- The Washington Times - Wednesday, August 16, 2000

Editor's note: Following are reprinted excerpts from Sen. Joseph I. Lieberman's speech on the floor of the U.S. Senate Sept. 3, 1998. On the day of his acceptance speech for the Democratic nomination for vice president, our readers may find it valuable to compare what Mr. Lieberman thought of President Clinton's personal conduct at the time.

Mr. President, I rise today to make a most difficult and distasteful statement. For me, probably the most difficult statement I've made on this floor in the 10 years I've been a member of the United States Senate… .
To begin with, I must respectfully disagree with the president's contention that his relationship with Monica Lewinsky and the way in which he misled us about it is nobody's business but his family's, and that even presidents have private lives, as he said. Whether he or we think it fair or not, the reality is in 1998 that a president's private life is public. Contemporary news media standards will have it no other way. And surely this president was given fair notice of that by the amount of time the news media has dedicated to investigating his personal life during the 1992 campaign and in the years since. But there is more to this than modern media intrusiveness.
The president is not just the elected leader of our country. He is, as presidential scholar Clinton Rossetter observed, and I quote, "the one-man distillation of the American people," and as President Taft said at another time, the "personal embodiment and representative of their dignity and majesty." So when his personal conduct is embarrassing, it is sadly so not just for him and his family. It is embarrassing for all of us as Americans. The president is a role model who, because of his prominence and the moral authority that emanates from his office, sets standards of behavior for the people he serves. His duty, as the Reverend Nathan Baxter of the National Cathedral here in Washington said in a recent sermon, is nothing less than the stewardship of our values. So no matter how much the president or others may wish to compartmentalize the different spheres of his life, the inescapable truth is that the president's private conduct can and often does have profound public consequences.
In this case, the president apparently had extramarital relations with an employee half his age and did so in the workplace, in the vicinity of the Oval Office. Such behavior is not just inappropriate. It is immoral. And it is harmful, for it sends a message of what is acceptable behavior to the larger American family, particularly to our children, which is as influential as the negative messages communicated by the entertainment culture.
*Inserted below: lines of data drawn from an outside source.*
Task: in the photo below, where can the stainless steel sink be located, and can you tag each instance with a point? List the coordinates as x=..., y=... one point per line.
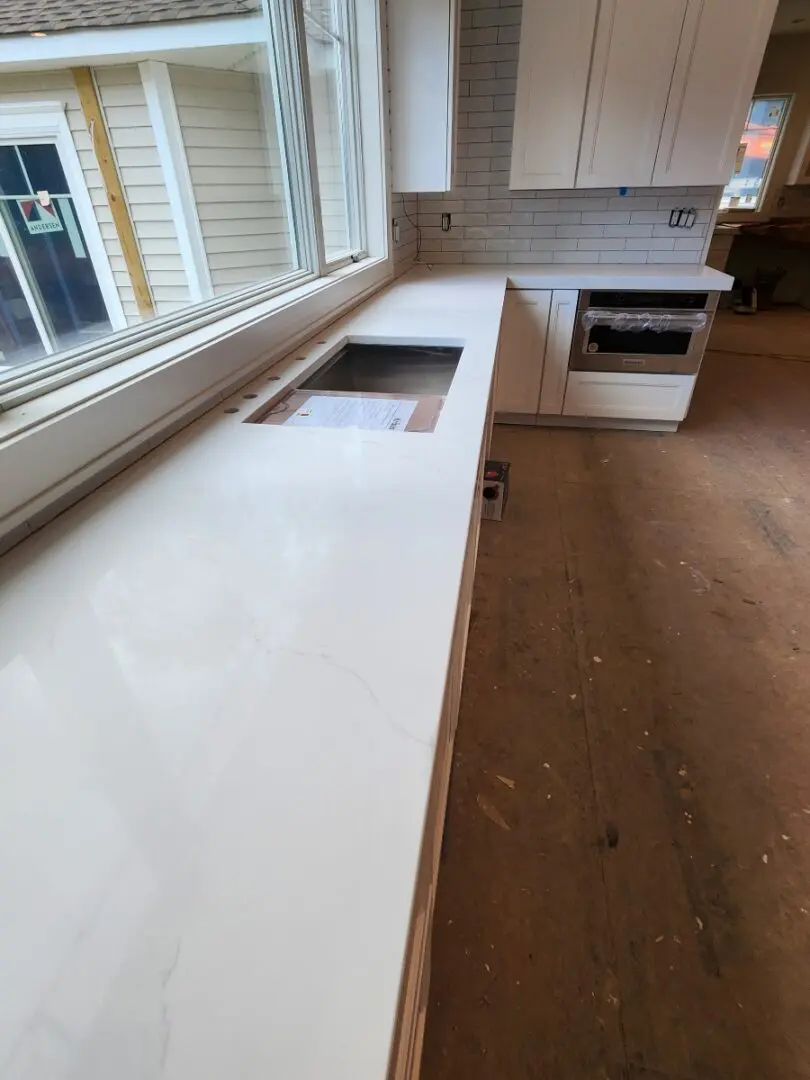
x=388, y=369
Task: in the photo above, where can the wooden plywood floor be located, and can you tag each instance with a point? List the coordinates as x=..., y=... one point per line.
x=632, y=900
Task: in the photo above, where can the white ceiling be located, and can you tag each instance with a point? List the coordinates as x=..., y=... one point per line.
x=793, y=16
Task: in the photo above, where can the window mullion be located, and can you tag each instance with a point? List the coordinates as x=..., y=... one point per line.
x=350, y=122
x=294, y=110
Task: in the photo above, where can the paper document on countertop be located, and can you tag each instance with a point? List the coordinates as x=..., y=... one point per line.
x=370, y=414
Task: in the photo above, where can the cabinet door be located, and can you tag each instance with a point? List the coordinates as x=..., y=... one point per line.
x=552, y=80
x=633, y=62
x=422, y=37
x=715, y=75
x=558, y=349
x=521, y=351
x=622, y=396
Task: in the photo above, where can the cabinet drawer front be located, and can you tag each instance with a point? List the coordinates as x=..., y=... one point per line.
x=617, y=395
x=634, y=58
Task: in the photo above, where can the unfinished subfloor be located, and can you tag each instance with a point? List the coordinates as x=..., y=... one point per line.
x=624, y=890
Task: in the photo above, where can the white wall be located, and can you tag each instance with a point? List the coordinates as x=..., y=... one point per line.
x=235, y=173
x=493, y=224
x=59, y=86
x=121, y=94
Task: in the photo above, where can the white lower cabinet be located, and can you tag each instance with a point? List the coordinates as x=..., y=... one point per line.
x=537, y=328
x=522, y=351
x=622, y=396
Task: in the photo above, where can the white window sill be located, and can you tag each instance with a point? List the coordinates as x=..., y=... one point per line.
x=57, y=447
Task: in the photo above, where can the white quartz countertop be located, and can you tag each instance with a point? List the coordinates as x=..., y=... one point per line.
x=220, y=682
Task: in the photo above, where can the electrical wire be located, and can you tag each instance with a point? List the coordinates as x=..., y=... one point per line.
x=415, y=225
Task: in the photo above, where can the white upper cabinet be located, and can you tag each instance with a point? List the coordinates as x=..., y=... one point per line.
x=715, y=75
x=633, y=59
x=634, y=93
x=556, y=37
x=422, y=51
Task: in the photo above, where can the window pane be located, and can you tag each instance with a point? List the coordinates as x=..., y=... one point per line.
x=194, y=140
x=755, y=153
x=328, y=53
x=19, y=339
x=55, y=259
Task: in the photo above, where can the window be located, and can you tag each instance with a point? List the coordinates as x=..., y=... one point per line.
x=139, y=198
x=756, y=153
x=331, y=75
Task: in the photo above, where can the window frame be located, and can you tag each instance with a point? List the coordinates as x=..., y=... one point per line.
x=65, y=431
x=764, y=202
x=45, y=123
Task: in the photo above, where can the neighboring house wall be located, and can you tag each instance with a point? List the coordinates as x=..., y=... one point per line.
x=405, y=250
x=235, y=172
x=786, y=70
x=121, y=94
x=327, y=143
x=49, y=86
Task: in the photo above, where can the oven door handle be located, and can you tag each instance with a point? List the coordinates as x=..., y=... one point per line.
x=635, y=321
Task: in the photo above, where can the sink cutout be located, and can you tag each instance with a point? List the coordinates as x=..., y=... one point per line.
x=383, y=368
x=372, y=387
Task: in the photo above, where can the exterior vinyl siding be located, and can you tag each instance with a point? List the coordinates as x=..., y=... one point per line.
x=121, y=94
x=235, y=173
x=49, y=86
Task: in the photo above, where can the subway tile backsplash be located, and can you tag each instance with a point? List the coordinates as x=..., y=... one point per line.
x=493, y=224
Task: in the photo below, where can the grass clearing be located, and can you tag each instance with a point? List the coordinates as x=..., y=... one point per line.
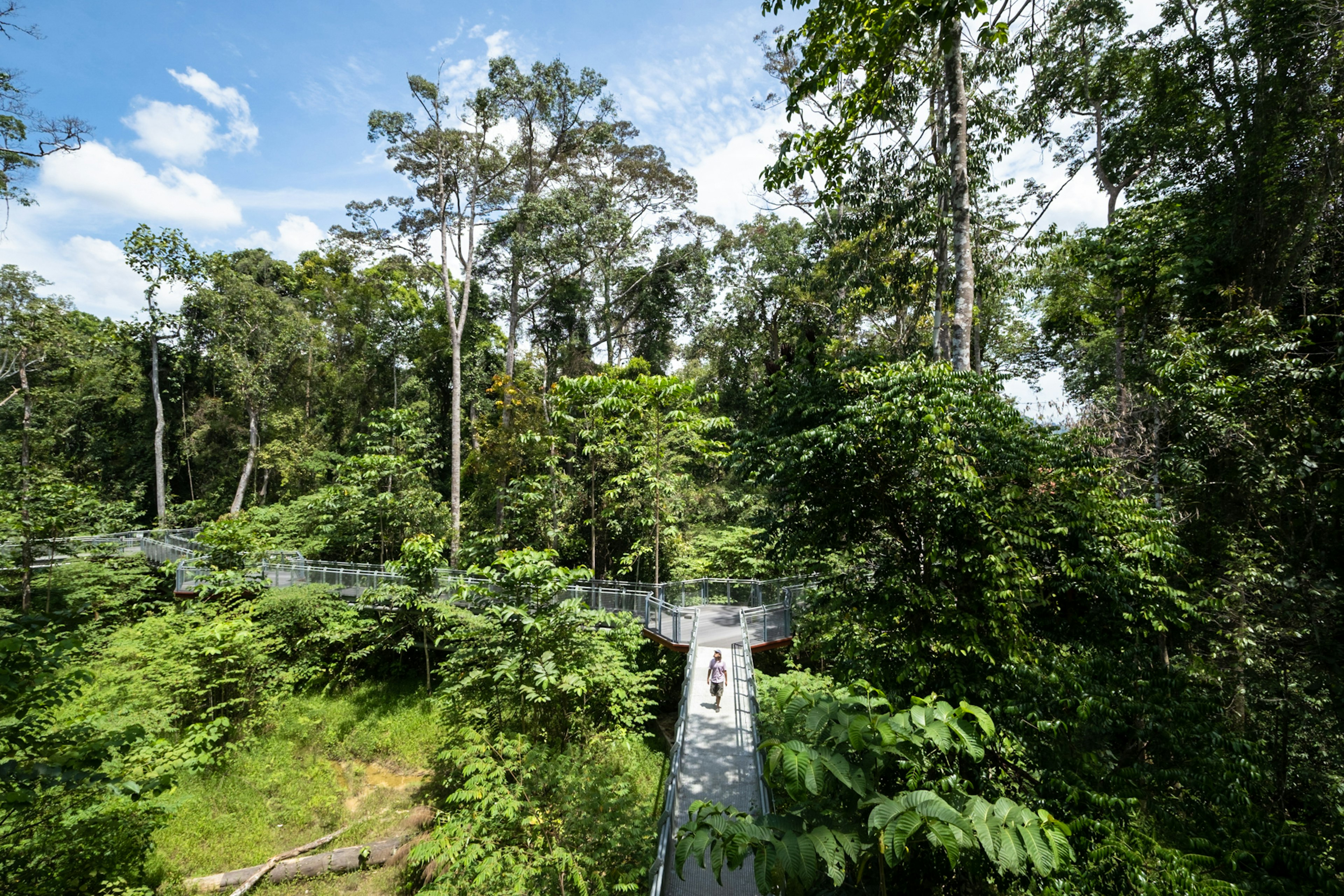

If you doubt that, just ask America's parents about the intimate and frequently unseemly sexual questions their young children have been asking them and discussing since the president's relationship with Ms. Lewinsky became public seven months ago. I have had many of those conversations with parents, particularly in Connecticut.
And from them I conclude that parents across our country feel, much as I do, that something very sad and sordid has happened in American life when I cannot watch the news on television with my 10-year-old daughter anymore.
I believe that the president could have lessened the harm his relationship with Ms. Lewinsky has caused if he had acknowledged his mistake and spoken with candor about it to the American people shortly after it became public in January. But, as we now know, he chose not to do this. This deception is particularly troubling because it was not just a reflexive and, in many ways, understandable human act of concealment to protect himself and his family from what he called the embarrassment of his own conduct when he was confronted with it in the deposition in the Jones case, but rather it was the intentional and premeditated decision to do so. In choosing this path, I fear that the president has undercut the efforts of millions of American parents who are naturally trying to instill in our children the value of honesty.
As Teddy Roosevelt once explained, "My power vanishes into thin air the instant that my fellow citizens, who are straight and honest, cease to believe that I represent them and fight for what is straight and honest. That is all the strength that I have," Roosevelt said. Sadly, with his deception, President Clinton may have weakened the great power and strength that he possesses of which President Roosevelt spoke… .
Mr. President, I said at the outset that this was a very difficult statement to write and deliver. That is true, very true. And it is true in large part because it is so personal and yet needs to be public, but also because of my fear that it will appear unnecessarily judgmental. I truly regret this. I know from the Bible that only God can judge people. The most that we can do is to comment without condemning individuals. And in this case, I have tried to comment on the consequences of the president's conduct on our country.

Joseph I. Lieberman, Connecticut Democrat, is a nominee for vice-president.